Here in this code we have different functions

load_baseline_metadata: Loads the metadata of all files from a json file. These are precalculated hashes for a baseline comparison (check https://github.com/XerxesViper/Mem-shared-multiproc/blob/main/create_file_metadata.py)
calculate_file_metadata: Calculates the hash value of each file to compare against the baseline.
producer_process: Loads the files into a multiprocessing queue for all processes to access. This decreases the time a process has to wait for new file to be loaded from disk - increasing the speed of the program.
worker_process: calls the calculate_file_metadata function and compares the output against the baseline value to detect changes. multiple worker processes are spawned to share the load and speed up the process.

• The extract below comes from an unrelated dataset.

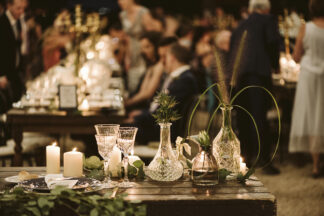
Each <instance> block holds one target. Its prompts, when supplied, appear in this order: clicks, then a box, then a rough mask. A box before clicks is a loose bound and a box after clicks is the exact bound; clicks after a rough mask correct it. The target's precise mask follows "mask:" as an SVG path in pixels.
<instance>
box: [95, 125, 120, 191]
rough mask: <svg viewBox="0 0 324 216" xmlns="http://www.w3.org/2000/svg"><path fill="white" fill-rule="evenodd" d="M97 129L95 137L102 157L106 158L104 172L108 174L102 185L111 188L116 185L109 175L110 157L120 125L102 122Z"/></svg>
mask: <svg viewBox="0 0 324 216" xmlns="http://www.w3.org/2000/svg"><path fill="white" fill-rule="evenodd" d="M95 129H96V131H97V134H96V135H95V137H96V141H97V145H98V151H99V154H100V155H101V157H102V158H103V159H104V172H105V175H106V178H105V180H104V182H103V185H102V187H103V188H111V187H113V186H114V185H113V184H112V182H111V180H110V175H109V159H110V155H111V153H112V151H113V149H114V146H115V145H116V140H117V135H118V130H119V125H117V124H100V125H95Z"/></svg>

So after running the code on a directory we get:

python .\file_integrity_parallel.py 

Processes spawned = 10

Total files in directory: 1734
Loading baseline metadata...
Baseline metadata loaded.

Processing Files: 100%|██████████████████████████████████████████▉| 1732/1734 
[00:08<00:00, 210.61it/s]


--- Alerts ---
File timestamp changed: E:\Images\destiny-rise-of-iron-8160x4320-expansion-ps4-xbox-one-4k-8k-hd-2583.jpg
File timestamp changed: E:\Images\thunderjaw-7000x4181-aloy-horizon-zero-dawn-london-4k-8k-6536.jpg     

New file detected: E:\Images\tom_clancys_the_division_2-7680x4320.jpg

File comparison complete.

Here you can see to compare ~1700 files it takes about 8 seconds. And the code shows that the there are files with different time stamps and a new file has been added to the system. Similarly when we run the linear code we get:

python .\file_integrity_linear.py   

Loading baseline metadata...
Baseline metadata loaded.
Processing files...

Processing Files: 100%|████████████████████████████████████████████| 1734/1734 [00:27<00:00, 63.78it/s]

--- Alerts ---
File timestamp changed: E:\Images\destiny-rise-of-iron-8160x4320-expansion-ps4-xbox-one-4k-8k-hd-2583.jpg
File timestamp changed: E:\Images\thunderjaw-7000x4181-aloy-horizon-zero-dawn-london-4k-8k-6536.jpg     

New file detected: E:\Images\tom_clancys_the_division_2-7680x4320.jpg

File comparison complete.

We can see that the linear code provides the same results; however, it takes ~27 seconds (4X more time) to complete the same task. Here we are spawning 10 separate processes in the parallel process which work together, reducing the execution time of the program. This number 10 comes from the mp.cpu_count() - 2 formula which is a decent starting point, but not the most optimal one. To find the optimal number of processes, we need to understand the data we will be scanning and the structure and core configuration of the CPU. However, this is beyond the scope of this article.

This shows that with multiprocessing and memory sharing, we can make Python programs much faster and efficient without too much hassle.